Frequently asked questions

How many pixels in 1 rem?

One rem equals 16 CSS pixels under the standard 16-px-default browser font-size on the html root element. Unlike em, rem is always absolute-relative-to-root-font-size regardless of DOM nesting depth, providing consistent application-wide scaling. The 16-px-default convention is universal across modern browsers (Chrome, Firefox, Safari, Edge), but can be overridden by user accessibility settings or page-specific CSS reset rules.

How many pixels in 1.5 rem (web heading)?

One point five rem equals 24 CSS pixels under the standard 16-px-default browser convention. That is a typical web-page heading font-size translated to design-mockup pixel reference, with the rem-figure on the CSS-absolute-relative-to-root source and the px-figure on the absolute design-mockup reference. The 1.5 rem to 24 px conversion is the canonical web-heading reference in modern design-system documentation.

How many pixels in 2.5 rem (large heading)?

Two point five rem equals 40 CSS pixels under the standard 16-px-default browser convention. That is a typical large-display-heading or h1 font-size translated to design-mockup pixel reference. The rem-based specification is consistent across DOM nesting depth, supporting application-wide consistent scaling for large display typography.

Quick way to convert rem to pixels in my head?

Multiply the rem figure by 16 — straightforward integer arithmetic for common values. For 1 rem that gives 16 px, for 1.5 rem that gives 24 px, for 2 rem that gives 32 px, for 0.5 rem that gives 8 px, for 0.875 rem that gives 14 px, for 2.5 rem that gives 40 px. The relationship is exact under the standard 16-px-default browser convention, with the simple "× 16" rule giving exact figures for everyday CSS-rem-to-pixel conversion.

What is the difference between rem and em?

Rem is absolute-relative-to-root-font-size — 1 rem always equals the root html font-size regardless of DOM nesting depth, providing consistent application-wide scaling. Em is cascading-relative-to-current-font-size — 1 em equals the computed font-size of the current element, with nested font-size overrides multiplying scale at each level. For most modern design-system work, use rem for application-wide consistent scaling.

When does rem-to-px conversion appear in real work?

It appears in Tailwind CSS rem spacing-scale translated to pixel design-mockup verification values and in CSS rem typography-scale translated to pixel design-tokens for cross-tool import. It also appears in Material-UI and Material Design rem theme values translated to pixel verification and in Bootstrap rem typography-and-spacing translated to pixel values for design-mockup verification.

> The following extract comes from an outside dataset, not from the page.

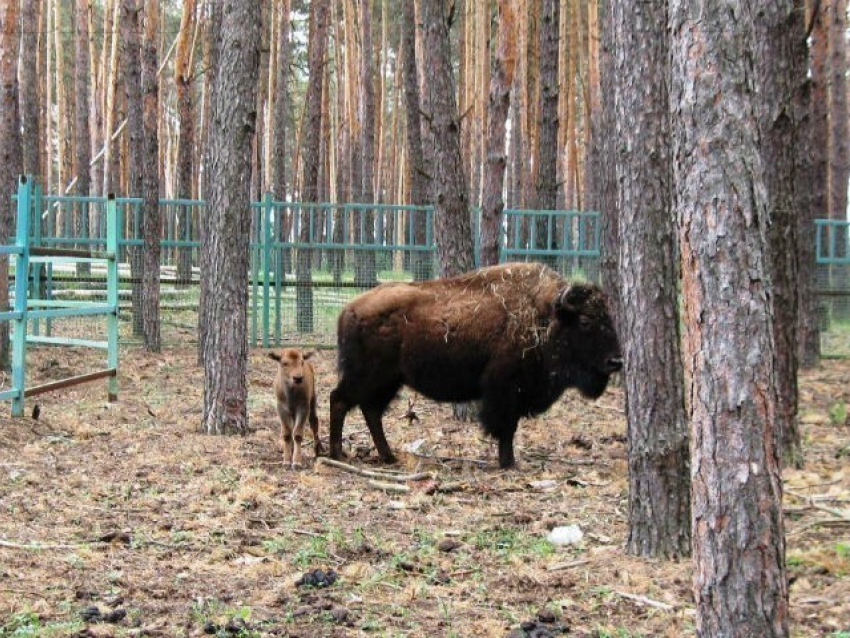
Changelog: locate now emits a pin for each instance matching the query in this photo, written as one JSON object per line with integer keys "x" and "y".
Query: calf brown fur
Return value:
{"x": 295, "y": 389}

The conversion is one of the most-run CSS-relative-to-absolute typography conversions in modern design-system work, with rem-based scales dominating contemporary CSS framework conventions.

How precise should rem-to-px be for design work?

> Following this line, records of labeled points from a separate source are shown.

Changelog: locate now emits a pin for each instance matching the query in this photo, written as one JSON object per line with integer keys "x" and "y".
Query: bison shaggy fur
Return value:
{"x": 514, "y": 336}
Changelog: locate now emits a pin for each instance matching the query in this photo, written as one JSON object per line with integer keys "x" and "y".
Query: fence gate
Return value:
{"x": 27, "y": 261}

For design work the rem-to-px conversion is exact under the standard 16-px-default browser convention (1 rem = 16 px), with the precision allowance coming from rounding to integer pixel values for crisp screen rendering. Most design-system documentation rounds to integer pixels (1 rem → 16 px, 0.875 rem → 14 px) rather than fractional values to avoid sub-pixel rendering inconsistencies. Higher-precision applications preserve fractional pixel values, especially in vector-graphics and SVG output.